How to estimate Jaccard similarity/distances with MinHash.jl

Hello, I want to rapidly estimate a distance matrix using Jaccard distance (1 - Jaccard similarity) for a large binary matrix (rows are genomes, columns are genes found in common across genomes).

MinHash seems like the perfect algorithm for this problem. I’m not using k-mers but presence/absence, so I need to roll something different from software like mash or sourmash.

Using Minhash.jl, I am able to rapidly calculate the number of shared genes in a pair of genomes using Minhash.intersectionlength(). However, this is not sufficient to calculate Jaccard similarity, since I have to normalize by the union of genes in the given pair of genomes. For MinHash.jl, I am treating each genome as an array of protein sequences (strings) as input for hashing.
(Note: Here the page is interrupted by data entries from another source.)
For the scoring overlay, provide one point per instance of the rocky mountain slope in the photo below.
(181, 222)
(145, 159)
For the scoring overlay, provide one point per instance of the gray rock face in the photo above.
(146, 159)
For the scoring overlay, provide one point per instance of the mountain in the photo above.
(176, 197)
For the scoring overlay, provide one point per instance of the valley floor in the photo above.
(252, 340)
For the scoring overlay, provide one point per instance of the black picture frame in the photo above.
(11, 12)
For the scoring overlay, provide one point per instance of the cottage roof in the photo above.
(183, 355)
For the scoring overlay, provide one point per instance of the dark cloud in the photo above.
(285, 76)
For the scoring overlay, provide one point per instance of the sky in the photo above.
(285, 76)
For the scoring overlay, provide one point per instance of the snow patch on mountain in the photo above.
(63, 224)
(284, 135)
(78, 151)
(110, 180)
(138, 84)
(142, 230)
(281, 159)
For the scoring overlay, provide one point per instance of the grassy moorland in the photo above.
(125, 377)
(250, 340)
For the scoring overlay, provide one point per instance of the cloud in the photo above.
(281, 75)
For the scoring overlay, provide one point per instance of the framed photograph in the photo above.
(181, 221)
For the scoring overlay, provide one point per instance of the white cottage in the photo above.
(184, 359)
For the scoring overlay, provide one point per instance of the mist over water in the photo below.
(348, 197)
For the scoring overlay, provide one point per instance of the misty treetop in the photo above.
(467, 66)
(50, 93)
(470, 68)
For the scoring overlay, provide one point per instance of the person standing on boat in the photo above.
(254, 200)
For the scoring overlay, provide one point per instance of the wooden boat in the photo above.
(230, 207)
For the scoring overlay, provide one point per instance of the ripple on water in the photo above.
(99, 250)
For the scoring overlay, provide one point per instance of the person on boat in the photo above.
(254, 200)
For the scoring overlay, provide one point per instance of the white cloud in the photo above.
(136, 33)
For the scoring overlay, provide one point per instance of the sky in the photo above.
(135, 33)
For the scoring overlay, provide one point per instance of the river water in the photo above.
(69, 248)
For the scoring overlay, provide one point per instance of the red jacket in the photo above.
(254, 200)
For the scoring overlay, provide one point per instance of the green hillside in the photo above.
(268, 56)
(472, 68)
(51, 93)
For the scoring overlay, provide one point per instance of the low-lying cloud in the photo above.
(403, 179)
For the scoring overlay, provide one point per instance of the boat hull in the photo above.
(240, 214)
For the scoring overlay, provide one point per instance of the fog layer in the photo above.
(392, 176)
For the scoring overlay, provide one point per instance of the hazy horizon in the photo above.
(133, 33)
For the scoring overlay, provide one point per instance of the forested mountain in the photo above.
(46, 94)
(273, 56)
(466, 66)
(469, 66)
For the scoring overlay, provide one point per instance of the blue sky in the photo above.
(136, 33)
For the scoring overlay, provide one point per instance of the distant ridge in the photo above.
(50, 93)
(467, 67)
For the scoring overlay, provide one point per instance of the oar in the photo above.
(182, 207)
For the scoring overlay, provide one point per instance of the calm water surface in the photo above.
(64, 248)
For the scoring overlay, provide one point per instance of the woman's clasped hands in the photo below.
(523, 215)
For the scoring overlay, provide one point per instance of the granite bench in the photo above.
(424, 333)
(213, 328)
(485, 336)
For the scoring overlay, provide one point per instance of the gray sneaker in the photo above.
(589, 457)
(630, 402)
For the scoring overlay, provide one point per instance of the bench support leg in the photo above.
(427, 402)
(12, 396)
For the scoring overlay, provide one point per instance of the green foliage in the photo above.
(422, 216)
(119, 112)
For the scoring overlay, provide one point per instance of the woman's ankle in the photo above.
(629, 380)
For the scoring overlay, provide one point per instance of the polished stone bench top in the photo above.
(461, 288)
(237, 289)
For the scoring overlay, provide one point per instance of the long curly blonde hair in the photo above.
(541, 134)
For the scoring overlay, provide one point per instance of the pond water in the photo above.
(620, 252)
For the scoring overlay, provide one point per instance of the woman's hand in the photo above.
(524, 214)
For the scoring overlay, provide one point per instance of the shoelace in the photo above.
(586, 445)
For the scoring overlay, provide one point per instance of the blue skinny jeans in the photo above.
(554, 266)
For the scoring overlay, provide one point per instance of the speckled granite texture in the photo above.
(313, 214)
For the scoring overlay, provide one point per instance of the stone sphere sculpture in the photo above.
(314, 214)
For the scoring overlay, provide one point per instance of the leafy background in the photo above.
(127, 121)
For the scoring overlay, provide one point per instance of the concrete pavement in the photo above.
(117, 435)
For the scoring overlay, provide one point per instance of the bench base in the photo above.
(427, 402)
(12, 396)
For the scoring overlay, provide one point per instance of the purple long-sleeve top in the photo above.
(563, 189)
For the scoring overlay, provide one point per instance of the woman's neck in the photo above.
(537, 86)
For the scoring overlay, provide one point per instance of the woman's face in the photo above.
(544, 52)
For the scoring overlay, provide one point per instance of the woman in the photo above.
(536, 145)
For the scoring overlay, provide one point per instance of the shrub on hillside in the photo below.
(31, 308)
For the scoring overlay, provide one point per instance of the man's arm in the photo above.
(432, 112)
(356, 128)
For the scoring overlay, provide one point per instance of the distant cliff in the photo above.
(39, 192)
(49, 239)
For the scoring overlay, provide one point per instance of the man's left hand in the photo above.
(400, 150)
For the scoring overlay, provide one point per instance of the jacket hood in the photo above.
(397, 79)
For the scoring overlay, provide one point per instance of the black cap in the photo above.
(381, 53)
I rolled my own union function for the hashes, but this is slow, especially compared to the speed of Minhash.intersectionlength(). My question is: how can I rapidly calculate/estimate Jaccard similarity using MinHash.jl? @jakobnissen

I also have a nagging feeling that I may be using the API for MinHash.jl incorrectly, since the whole point of the MinHash algorithm is to rapidly estimate Jaccard similarity between pairs of sets.

Thanks!

If I understand correctly, you would like something similar to intersection_length, but for the union instead of the intersection. It can be achieved like this:

function union_length(x::MinHashSketch, y::MinHashSketch)
    xi, yi = 1, 1
    n = 0
    @inbounds while (xi ≤ length(x.hashes)) & (yi ≤ length(y.hashes))
        xv, yv = x.hashes[xi], y.hashes[yi]
        n += 1
        xi += xv ≤ yv
        yi += yv ≤ xv
    end
    return n
end

In your case you might want to calculate both in one pass:

function combined_length(x::MinHashSketch, y::MinHashSketch)
    xi, yi = 1, 1
    n_intersections = 0
    n_unions = 0
    @inbounds while (xi ≤ length(x.hashes)) & (yi ≤ length(y.hashes))
        xv, yv = x.hashes[xi], y.hashes[yi]
        n_unions += 1
        n_intersections += xv == yv
        xi += xv ≤ yv
        yi += yv ≤ xv
    end
    return (n_intersections, n_unions)
end

Note that I haven’t tested these functions, so please test them first!

Do you think I should include a jaccard function in MinHash?

Thanks, Jakob! Yes, this is along the lines of what I am looking for.

Could you also provide a version of unionlength with the same type signature as
function intersectionlength(sketches::AbstractVector{MinHashSketch}) ?

(I tried to puzzle this out myself, but I’m afraid I’m not sophisticated enough).

a jaccard function in MinHash would be great too, especially if it could produce a similarity matrix from an AbstractVector{MinHashSketch}!